Sunday, January 18, 2009

This Week

I'm trying to decide if I sabotaged myself this weekend or actually did something good. Let me explain.

Things have been crazy at work. I've been putting in long hours, and haven't really had time to stop for lunch or snacks. By the time I get home, I'm exhausted, eat just a bit for dinner then crash so I can repeat the next day.

So here is a day-by-day (almost) record of my weight this week.

Monday: 249.6
Tuesday: 248.2
Wednesday: 247.4
Thursday: 246.5
Friday: 246.0

By Friday morning, I had lost 3.6 lbs, averaging .7 lbs per day. This means that, had the trend continued, I would have ended up with a 5 pound loss this week. Now if I had been on Biggest Loser, and had been exercising incessantly over the week, I wouldn't have worried about it. But I hadn't even done so much as walk all the way around the block. I was concerned that I had just been undereating terrifically, and that if I kept the very low calorie diet going, it would come back to bite me in the butt.

With that thought in mind, I actually made a conscious decision on Friday and Saturday to eat -- a lot. So much that when I got on the scale this morning, I hit 247.8. I don't feel bad about that number, because it represents nearly 2 lbs lost over this week, which is generally considered a safe amount of weight to lose.

So here's the question I posed earlier. Did I shoot myself in the foot, or was pigging out for a couple of days the smart thing to do? I guess we'll see.

This coming week promises to be very busy, as well. I expect to work long days every day, but I will also be away from the office for most of the week, as well. I think this poses some significant challenges. The biggest one is that when you don't have a refrigerator next to your desk to heat up the healthy meals you already prepared, it's much more convenient to eat out. And when you eat out, it's that much harder to eat healthy -- especially when you're on a military base, where most of the population runs 20 miles each week and actually needs extra calories just to maintain their weight.

Wish me luck.

Saturday, January 10, 2009

Just a Couple Of Things...

Very short, to the point, boring post.

Thursday, I officially reached my lowest weight since mid-September: 248.9. I'm pretty happy about that.
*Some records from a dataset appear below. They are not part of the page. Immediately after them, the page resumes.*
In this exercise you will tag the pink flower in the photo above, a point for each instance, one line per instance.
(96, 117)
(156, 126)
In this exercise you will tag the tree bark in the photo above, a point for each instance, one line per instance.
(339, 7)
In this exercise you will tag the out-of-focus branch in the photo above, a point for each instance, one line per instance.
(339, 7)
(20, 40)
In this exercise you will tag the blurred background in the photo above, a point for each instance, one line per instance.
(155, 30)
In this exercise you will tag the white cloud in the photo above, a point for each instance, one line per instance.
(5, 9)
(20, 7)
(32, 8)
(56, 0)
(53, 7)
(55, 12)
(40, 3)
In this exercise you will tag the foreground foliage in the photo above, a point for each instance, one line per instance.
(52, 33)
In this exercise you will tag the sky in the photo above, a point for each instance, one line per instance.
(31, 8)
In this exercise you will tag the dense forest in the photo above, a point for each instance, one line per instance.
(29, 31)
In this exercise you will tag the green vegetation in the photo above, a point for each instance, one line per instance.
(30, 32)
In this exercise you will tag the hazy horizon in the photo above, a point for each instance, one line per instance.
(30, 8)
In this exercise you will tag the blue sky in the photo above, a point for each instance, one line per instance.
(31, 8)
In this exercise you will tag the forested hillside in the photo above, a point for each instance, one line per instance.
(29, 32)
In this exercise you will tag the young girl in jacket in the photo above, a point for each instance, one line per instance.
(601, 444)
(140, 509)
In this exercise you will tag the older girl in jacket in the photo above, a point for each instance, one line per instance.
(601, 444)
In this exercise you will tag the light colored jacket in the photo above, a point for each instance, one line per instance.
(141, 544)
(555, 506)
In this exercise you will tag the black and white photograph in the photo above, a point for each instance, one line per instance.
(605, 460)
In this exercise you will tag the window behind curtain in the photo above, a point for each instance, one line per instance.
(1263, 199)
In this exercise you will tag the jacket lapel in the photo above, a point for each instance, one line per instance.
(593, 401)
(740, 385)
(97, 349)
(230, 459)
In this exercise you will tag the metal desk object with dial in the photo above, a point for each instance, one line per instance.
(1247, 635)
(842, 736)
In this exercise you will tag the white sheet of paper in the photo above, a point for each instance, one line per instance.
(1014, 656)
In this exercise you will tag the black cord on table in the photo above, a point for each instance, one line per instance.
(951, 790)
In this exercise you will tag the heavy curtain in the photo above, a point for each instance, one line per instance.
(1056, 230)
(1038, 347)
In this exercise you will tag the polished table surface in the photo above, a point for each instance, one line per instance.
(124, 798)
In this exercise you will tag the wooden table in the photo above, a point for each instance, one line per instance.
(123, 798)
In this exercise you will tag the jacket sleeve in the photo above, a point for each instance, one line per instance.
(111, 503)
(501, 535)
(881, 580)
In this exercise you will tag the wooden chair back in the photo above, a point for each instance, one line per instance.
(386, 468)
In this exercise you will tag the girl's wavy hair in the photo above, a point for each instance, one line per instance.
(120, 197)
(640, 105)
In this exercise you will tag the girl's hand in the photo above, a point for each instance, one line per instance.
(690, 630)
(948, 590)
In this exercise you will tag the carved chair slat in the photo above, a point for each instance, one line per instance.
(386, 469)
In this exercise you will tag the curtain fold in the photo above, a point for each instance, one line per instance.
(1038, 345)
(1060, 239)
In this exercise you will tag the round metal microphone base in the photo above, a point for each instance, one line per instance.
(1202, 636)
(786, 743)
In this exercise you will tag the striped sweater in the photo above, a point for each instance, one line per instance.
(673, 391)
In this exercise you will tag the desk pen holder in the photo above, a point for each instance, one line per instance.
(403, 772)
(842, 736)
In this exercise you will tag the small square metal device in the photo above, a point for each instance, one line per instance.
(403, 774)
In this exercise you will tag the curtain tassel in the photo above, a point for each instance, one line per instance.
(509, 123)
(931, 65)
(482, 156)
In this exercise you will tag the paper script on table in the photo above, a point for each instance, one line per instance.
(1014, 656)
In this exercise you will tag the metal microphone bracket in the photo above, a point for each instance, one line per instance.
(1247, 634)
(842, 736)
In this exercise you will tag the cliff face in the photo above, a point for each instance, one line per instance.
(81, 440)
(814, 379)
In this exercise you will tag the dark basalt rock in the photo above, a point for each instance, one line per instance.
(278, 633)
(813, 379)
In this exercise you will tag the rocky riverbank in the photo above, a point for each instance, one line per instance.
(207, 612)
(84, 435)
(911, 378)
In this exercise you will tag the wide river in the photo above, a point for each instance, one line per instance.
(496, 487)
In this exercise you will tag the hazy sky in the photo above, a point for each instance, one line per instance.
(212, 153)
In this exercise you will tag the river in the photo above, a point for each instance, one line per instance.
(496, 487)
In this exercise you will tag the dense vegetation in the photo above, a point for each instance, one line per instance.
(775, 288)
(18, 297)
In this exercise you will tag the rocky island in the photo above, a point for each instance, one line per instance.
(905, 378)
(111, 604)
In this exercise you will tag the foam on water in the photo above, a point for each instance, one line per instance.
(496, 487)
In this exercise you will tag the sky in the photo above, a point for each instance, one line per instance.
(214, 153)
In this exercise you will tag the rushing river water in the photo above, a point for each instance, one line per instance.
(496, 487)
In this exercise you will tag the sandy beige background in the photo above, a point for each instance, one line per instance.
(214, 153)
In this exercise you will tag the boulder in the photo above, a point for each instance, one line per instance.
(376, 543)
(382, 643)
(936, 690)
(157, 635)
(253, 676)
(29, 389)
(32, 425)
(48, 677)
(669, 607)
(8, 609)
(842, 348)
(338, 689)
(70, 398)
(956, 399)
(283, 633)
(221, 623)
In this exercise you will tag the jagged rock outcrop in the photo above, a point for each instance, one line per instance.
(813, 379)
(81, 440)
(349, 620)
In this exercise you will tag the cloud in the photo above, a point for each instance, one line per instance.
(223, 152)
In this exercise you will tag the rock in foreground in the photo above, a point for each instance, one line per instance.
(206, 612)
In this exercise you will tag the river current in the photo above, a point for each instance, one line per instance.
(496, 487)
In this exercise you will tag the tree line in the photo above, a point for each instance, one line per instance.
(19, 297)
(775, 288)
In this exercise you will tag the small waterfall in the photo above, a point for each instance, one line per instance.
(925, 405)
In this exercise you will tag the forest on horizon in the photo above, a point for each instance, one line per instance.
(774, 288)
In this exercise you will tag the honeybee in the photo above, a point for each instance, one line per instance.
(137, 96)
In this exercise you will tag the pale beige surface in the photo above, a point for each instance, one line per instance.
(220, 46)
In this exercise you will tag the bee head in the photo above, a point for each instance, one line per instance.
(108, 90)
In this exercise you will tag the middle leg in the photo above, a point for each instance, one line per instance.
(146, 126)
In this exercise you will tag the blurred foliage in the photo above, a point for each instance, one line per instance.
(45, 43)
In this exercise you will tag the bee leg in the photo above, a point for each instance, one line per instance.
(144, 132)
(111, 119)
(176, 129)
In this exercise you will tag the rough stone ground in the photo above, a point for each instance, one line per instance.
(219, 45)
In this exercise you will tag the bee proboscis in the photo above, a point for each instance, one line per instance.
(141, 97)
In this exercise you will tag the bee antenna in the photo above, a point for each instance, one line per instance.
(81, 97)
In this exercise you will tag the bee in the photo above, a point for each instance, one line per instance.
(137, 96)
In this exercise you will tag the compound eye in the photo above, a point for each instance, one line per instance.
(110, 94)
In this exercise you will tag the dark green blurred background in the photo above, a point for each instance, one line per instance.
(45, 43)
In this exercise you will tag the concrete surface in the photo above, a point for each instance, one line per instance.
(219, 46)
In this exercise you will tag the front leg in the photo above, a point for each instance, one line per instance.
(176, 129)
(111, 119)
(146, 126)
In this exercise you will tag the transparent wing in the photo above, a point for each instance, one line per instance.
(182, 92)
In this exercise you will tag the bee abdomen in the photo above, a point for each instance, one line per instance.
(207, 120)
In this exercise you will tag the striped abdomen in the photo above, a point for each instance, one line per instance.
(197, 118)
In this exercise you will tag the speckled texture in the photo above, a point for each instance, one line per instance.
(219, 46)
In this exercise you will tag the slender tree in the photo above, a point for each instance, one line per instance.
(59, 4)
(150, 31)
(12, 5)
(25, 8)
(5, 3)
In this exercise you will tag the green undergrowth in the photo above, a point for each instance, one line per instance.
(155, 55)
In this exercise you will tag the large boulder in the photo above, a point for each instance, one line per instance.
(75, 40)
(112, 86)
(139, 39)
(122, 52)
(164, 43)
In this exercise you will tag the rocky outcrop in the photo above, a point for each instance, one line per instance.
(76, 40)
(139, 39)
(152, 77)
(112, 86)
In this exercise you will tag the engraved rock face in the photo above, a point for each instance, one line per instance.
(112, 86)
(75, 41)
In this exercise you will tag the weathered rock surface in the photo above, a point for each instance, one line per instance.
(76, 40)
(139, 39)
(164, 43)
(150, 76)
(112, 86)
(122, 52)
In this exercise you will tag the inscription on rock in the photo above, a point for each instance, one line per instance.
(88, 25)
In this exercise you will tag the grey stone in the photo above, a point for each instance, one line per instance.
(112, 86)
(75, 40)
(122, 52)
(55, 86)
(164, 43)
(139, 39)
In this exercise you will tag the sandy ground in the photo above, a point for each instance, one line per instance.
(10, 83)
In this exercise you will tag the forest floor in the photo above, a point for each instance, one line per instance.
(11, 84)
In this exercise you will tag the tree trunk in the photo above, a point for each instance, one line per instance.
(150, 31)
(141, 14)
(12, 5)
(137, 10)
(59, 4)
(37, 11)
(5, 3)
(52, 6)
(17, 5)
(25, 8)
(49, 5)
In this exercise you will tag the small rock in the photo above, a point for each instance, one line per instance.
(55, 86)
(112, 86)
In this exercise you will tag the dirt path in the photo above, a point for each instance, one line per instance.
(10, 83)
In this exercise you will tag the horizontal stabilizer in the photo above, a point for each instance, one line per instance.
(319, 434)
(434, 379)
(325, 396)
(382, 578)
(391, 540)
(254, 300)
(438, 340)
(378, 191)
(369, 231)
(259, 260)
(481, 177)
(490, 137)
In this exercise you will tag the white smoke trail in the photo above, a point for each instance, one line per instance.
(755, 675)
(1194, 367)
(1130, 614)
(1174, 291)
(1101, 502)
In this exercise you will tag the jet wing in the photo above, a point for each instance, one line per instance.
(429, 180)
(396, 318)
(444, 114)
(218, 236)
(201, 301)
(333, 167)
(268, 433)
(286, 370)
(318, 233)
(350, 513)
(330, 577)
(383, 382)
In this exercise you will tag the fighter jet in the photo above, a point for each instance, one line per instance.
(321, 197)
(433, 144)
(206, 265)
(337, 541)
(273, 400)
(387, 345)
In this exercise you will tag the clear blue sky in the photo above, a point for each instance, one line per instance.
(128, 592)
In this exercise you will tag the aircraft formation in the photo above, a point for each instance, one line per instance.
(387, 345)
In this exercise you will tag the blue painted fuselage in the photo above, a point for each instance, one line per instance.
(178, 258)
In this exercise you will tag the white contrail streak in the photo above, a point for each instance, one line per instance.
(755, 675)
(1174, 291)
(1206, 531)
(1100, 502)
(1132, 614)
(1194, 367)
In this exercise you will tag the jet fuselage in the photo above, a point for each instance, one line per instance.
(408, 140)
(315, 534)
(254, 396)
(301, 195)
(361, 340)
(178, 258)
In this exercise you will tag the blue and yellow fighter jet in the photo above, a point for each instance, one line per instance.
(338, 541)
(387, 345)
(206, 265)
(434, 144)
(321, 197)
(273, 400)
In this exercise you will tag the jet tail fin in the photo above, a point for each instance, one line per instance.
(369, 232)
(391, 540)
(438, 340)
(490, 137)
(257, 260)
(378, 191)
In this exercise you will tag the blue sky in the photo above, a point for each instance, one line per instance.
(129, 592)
So what do I do? Blow it on Friday. I did well until dinner, when I had a slice of pizza (only one, though!), a Domino's Chicken Parmesan sandwich (not my favorite sandwich, but still decent) and a couple of blueberry/lemon poppy seed muffins (MB was feeling adventurous). I had another one this morning, but other than that, I've been good.

Tomorrow is my official weigh-in, so we'll see how it goes.

Wednesday, January 7, 2009

Research

I'm going to throw something "out there" right now. This may shock those of you that have been following this blog, and have seen my sparkling personality shining through my prose, but I'm not a terribly popular person. I have two personal email accounts. One I use for subscriptions (it's the older of the two accounts), and the other I use for actual correspondence. The second receives only about three emails each week, mostly from old friends who don't really want to touch base with me as much as they want to spread the latest virus alert (don't open any more emails ever again or you will DIE!!!) or the oldest email petition out there (sign this and send it to all of your friends, or CBS will CANCEL TOUCHED BY AN ANGEL!). I don't even know when the last time was that my Yahoo account actually was used by someone who wanted me to reply to them. Well, besides the horde of Nigerian millionaire widows who need me to help get their fortunes out of the Bank Swiss Accounts and will "reward my generosity to the amount of $2m (dollars) for my help in this regard."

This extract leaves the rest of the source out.